Niamey — Le Général Mohamed Toumba, ministre d’État en charge de l’Intérieur et de la Sécurité publique au Niger, a échangé ce lundi avec Bassolma Bazié, président de la Commission nationale burkinabè de l’Alliance des États du Sahel (AES). Cette audience s’inscrit dans le cadre des commémorations marquant le troisième anniversaire du Conseil national pour la sauvegarde de la patrie (CNSP), qui ont rassemblé les dirigeants de la Confédération à Niamey.
À l’occasion de son séjour au Niger, le responsable burkinabè a effectué une visite protocolaire au ministère de l’Intérieur nigérien. L’entretien a permis aux deux parties d’aborder les priorités stratégiques des États membres de l’AES, avec un accent particulier sur les enjeux sécuritaires et la coordination régionale.

Sécurité et stabilité : les priorités au cœur des discussions
Lors de leur entretien, Bassolma Bazié a salué les avancées réalisées par le Niger dans le domaine de la protection des populations et de la lutte contre l’insécurité. Il a souligné l’engagement des autorités nigériennes à renforcer la stabilité, aussi bien sur leur sol qu’à l’échelle de la Confédération. Les deux responsables ont également évoqué la nécessité de maintenir une coopération étroite entre les États membres pour relever les défis sécuritaires communs.
Les échanges ont confirmé la volonté de l’AES de consolider une réponse coordonnée face aux menaces qui pèsent sur la région. La sécurité, pilier central de la Confédération, reste un enjeu majeur pour les trois pays membres.
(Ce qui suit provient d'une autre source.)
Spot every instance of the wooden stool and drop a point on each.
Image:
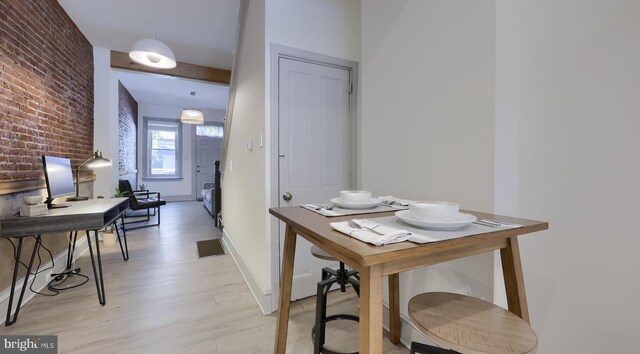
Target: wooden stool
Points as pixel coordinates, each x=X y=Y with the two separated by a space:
x=330 y=276
x=469 y=325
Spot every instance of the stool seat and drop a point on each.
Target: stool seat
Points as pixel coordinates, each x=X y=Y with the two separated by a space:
x=320 y=253
x=470 y=325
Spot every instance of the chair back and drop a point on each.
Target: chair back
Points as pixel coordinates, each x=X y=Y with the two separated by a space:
x=125 y=186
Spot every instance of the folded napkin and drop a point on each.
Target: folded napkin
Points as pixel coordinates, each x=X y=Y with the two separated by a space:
x=365 y=232
x=320 y=209
x=393 y=201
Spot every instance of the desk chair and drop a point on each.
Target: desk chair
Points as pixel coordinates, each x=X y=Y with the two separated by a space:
x=468 y=325
x=330 y=276
x=141 y=200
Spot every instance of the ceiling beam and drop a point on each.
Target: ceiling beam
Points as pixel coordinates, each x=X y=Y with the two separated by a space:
x=121 y=60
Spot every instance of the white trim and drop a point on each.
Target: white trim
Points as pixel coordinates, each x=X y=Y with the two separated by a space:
x=408 y=331
x=263 y=297
x=41 y=279
x=178 y=198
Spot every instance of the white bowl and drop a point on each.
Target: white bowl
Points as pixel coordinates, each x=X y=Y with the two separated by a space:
x=434 y=210
x=354 y=197
x=32 y=199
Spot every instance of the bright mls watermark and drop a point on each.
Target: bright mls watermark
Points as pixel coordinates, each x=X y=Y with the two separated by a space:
x=29 y=344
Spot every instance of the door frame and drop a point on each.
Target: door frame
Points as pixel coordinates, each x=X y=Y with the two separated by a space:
x=194 y=157
x=280 y=51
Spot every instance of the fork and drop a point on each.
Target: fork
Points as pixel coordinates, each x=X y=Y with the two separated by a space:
x=356 y=225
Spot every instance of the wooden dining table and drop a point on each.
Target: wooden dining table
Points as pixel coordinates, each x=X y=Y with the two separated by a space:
x=375 y=262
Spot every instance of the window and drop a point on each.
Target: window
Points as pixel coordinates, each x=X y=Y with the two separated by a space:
x=163 y=153
x=212 y=131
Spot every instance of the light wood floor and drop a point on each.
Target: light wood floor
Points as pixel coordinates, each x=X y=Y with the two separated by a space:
x=166 y=300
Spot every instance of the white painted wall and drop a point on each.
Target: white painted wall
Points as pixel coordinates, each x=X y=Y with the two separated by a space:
x=180 y=189
x=243 y=188
x=328 y=27
x=578 y=88
x=105 y=124
x=427 y=118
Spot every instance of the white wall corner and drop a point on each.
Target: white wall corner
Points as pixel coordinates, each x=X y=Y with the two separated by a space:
x=262 y=296
x=105 y=115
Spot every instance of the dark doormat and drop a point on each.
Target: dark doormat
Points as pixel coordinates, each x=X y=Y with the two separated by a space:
x=210 y=248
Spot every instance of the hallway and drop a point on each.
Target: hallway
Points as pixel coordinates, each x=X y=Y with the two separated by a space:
x=166 y=300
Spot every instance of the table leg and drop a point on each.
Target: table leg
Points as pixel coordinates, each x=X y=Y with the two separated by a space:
x=514 y=279
x=36 y=249
x=286 y=279
x=394 y=308
x=371 y=310
x=97 y=275
x=71 y=248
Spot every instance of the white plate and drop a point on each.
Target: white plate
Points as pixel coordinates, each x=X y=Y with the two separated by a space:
x=339 y=203
x=461 y=220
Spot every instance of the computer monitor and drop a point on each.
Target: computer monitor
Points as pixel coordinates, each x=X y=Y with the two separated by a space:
x=59 y=178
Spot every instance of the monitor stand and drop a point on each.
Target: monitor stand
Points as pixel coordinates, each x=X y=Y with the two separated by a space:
x=77 y=199
x=50 y=205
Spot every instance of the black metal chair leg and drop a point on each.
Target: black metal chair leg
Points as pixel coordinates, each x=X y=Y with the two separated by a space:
x=321 y=314
x=419 y=348
x=124 y=250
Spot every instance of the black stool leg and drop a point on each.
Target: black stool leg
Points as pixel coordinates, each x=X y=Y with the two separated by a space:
x=321 y=314
x=419 y=348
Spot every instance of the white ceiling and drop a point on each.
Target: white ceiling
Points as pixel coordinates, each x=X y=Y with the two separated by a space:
x=198 y=32
x=170 y=91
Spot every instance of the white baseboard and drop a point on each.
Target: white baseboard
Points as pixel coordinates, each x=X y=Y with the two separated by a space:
x=41 y=279
x=263 y=298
Un dialogue renforcé pour une Confédération plus unie
Cette rencontre s’ajoute à une série d’échanges entre les dirigeants des pays de l’AES, organisée à Niamey à l’occasion des célébrations du CNSP. Ces rendez-vous illustrent la détermination des trois États à approfondir leur collaboration et à renforcer les mécanismes de coordination instaurés depuis la création de la Confédération.
En accueillant le président de la Commission nationale burkinabè de l’AES, le Général Mohamed Toumba a réaffirmé l’importance d’un dialogue institutionnel renforcé. Pour les autorités nigériennes, cette dynamique est essentielle pour concrétiser les ambitions partagées en matière de sécurité, de stabilité et d’intégration régionale.